Politisasi Perpres Pekerja Asing

Ilustrasi Tenaga Kerja Asing

POLEMIK peraturan presiden terbaru tentang tenaga kerja asing (TKA) belakangan ini mengemuka.
Tidak sedikit yang menuding aturan itu memperlebar pintu masuk bagi pekerja asing.

Bahkan, perpres tersebut memicu wacana pembentukan panitia khusus atau pansus di DPR.
Peraturan Presiden No 20 Tahun 2018 yang diteken Presiden Joko Widodo pada 26 Maret tersebut tidak dimungkiri memberikan kemudahan bagi badan usaha yang ingin mempekerjakan tenaga kerja asing.

Namun, bila saja pihak yang berprasangka buruk membaca terlebih dahulu isi perpres, bisa diketahui kemudahan itu dalam bentuk kepastian proses administrasi perizinan.

Dalam aturan sebelumnya, yakni Perpres No 72 Tahun 2014, tidak ditetapkan durasi proses perizinan penggunaan pekerja asing, sedangkan di perpres terbaru diatur.

Contohnya, pengesahan rencana penggunaan tenaga kerja asing (RPTKA) diberikan menteri atau pejabat yang ditunjuk paling lama dua hari sejak permohonan diterima secara lengkap.

Kepastian seperti itu tidak diberikan di perpres yang ditandatangani Presiden Ke-6 RI Susilo Bambang Yudhoyono.
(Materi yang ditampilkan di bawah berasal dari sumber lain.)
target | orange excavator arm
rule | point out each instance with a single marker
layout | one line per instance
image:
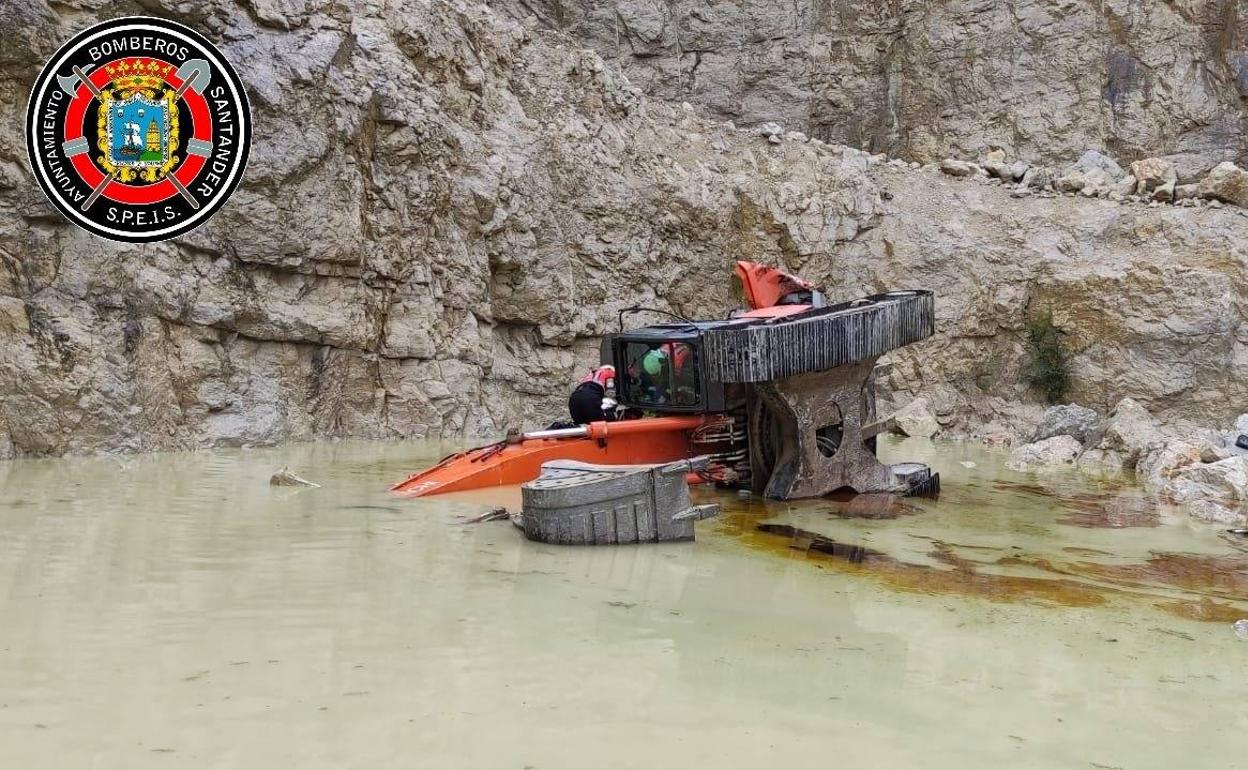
(766, 286)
Perpres terbaru tentang TKA lebih mendetail, termasuk mengatur kompensasi penggunaan pekerja asing yang bahkan tidak disebut di perpres sebelumnya.

Kompensasi itu jelas memberikan pemasukan bagi negara.

Demikian juga dengan ancaman sanksi pelanggaran aturan, yang ditegaskan sesuai dengan amanat Undang-Undang No 13 Tahun 2003 tentang Ketenagakerjaan.

Sanksi pelanggaran memang tergolong ringan, maksimal hanya empat tahun penjara dengan denda paling banyak Rp400 juta.

Itu menjadi tugas pembuat undang-undang.
Pengawasan TKA pun dijabarkan lebih rinci dalam Perpres 20/2018, siapa saja pihak yang bertanggung jawab.

Ini bisa ditangkap sebagai respons pemerintah atas kegelisahan masyarakat tentang keberadaan pekerja asing ilegal.

Satu hal yang perlu menjadi catatan, tidak ada perubahan dalam hal kategori posisi dan pekerjaan yang boleh diisi pekerja asing.

Akses yang lebih lebar kepada pekerja asing sebetulnya telah lama diatur dengan Keputusan Presiden No 75 Tahun 1995 yang terbit di era Presiden Ke-2 RI Soeharto.

Seiring dengan itu, spirit untuk lebih mengutamakan penggunaan tenaga kerja lokal di semua bidang dan jenis pekerjaan selalu menjadi pegangan.

Penggunaan pekerja asing sudah sangat jamak di hampir seluruh negara di dunia.

Menurut data Badan Nasional Penempatan dan Perlindungan Tenaga Kerja Indonesia (BNP2TKI), Indonesia pada tahun lalu menempatkan tidak kurang dari 148 ribu tenaga kerja di luar negeri.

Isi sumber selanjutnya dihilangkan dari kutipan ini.